Talk about “If It Were Your Kid” and what inspired that song.

I have always been troubled by human trafficking. In researching the topic, I became aware that our area was a hot spot for sex trafficking, which directly impacts kids who are often forced into prostitution. I figured the only way that men could commit these types of sex crimes would be if they did not picture these children as someone who might be their own kid. We first performed the song for a church service on Freedom Sunday, which seeks to draw attention to human trafficking.

Are faith and social justice regular themes in your music? Describe your albums.

It’s been an interesting evolution. Our first album — “Prayers of the Blue and Gray” — was inspired by a visit to Civil War sites. The stories haunted me, and some were written as I walked the cemeteries. Our second album “Life Happens” is filled with songs inspired by people I encountered in my daily life. On “Best Days of My Life” the music was described by a recent listener as our most social-justice focused album. Over the years, I have been involved in prison ministry as well as working with people transitioning out of homelessness. As my life has settled down, my heart has been able to look at issues of concern in the world and try to give them a human face and story. My hope is that the songs will point to our common human struggles as well as the hope and grace that help us get through.

Talk about the British songwriting contests you’ve entered two years running.

The website says, “The UK Songwriting Contest is one of the world’s longest-running songwriting events and is widely regarded as the most prestigious international songwriting competition. It launched in London in 2000… and it is well known in the music industry as a launching pad for new talent.”

I entered this contest to get outside comments because I knew even though mom loved my music, she was, after all, my mom. I wondered if my work would stand up to professional scrutiny. I also entered because many fans of our folk music come from internet radio airplay in the United Kingdom and Canada. Seven of the 10 songs on our latest album received semi-finalist status, as well as a couple of love songs from previous albums and a new Christmas song, which also received radio airplay on Women of Substance Radio and Podcasts. I was also named a semi-finalist as a singer/songwriter.

What are some of your other interests?

I love adventures and road trips. Because it is our 30th year of marriage, my brother and his wife are treating us to a week-long white water rafting trip in Idaho. And I do plan to swim with sharks again. For some reason, facing fears has always intrigued me.

What’s something that’s always in your fridge?

Probably a full week’s worth of some chili or soup. It’s our cost-saving retirement meal plan.

What is your pet peeve?

Trolls on Facebook who insist on trying to turn any statement of positivity into an argument.

What is your greatest happiness?

Spending time with my grandkids and learning and growing with my husband and best friend, Tim.

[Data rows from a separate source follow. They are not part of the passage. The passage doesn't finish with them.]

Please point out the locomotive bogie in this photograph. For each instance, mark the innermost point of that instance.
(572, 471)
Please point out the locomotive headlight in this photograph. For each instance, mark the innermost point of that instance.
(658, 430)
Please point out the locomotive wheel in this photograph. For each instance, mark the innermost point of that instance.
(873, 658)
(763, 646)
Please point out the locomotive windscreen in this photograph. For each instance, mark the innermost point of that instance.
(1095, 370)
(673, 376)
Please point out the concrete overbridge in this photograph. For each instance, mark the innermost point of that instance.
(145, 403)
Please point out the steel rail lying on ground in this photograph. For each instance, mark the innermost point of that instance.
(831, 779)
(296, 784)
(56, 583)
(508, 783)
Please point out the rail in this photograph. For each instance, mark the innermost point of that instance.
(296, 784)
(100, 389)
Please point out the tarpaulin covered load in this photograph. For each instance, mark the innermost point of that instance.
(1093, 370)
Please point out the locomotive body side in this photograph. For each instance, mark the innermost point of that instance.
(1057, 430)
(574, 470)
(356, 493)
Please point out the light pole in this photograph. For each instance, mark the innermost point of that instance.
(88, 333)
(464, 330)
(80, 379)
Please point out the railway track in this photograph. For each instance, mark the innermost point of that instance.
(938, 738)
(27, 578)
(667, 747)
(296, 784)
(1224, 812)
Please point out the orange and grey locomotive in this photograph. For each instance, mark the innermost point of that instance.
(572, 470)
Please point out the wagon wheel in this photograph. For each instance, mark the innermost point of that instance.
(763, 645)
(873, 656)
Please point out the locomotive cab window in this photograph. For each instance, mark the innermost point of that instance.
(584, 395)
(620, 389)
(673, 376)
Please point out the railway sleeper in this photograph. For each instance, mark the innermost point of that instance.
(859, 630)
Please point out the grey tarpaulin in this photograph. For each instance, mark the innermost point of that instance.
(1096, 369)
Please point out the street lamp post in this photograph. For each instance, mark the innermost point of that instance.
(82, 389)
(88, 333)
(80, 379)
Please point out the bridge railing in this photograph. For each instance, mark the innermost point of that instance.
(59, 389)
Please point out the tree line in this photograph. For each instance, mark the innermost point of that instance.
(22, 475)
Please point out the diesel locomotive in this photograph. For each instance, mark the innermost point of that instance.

If you could choose anyone from history to dine with, who would that be and why?

Henry David Thoreau. As a young person growing up, his writings gave me permission to be who I was and not follow the crowd. Also, his appreciation of nature resonated with my love of the outdoors.

What is something most people do not know about you?

When playing in a country rock band in Colorado, I was made an honorary member of an outlaw biker gang for trying to prevent a fight in an alley involving a biker and a cowboy. I do not recommend this tactic, but it makes a great story to tell my grandkids to illuminate the expression, “Fools rush in where angels fear to tread.”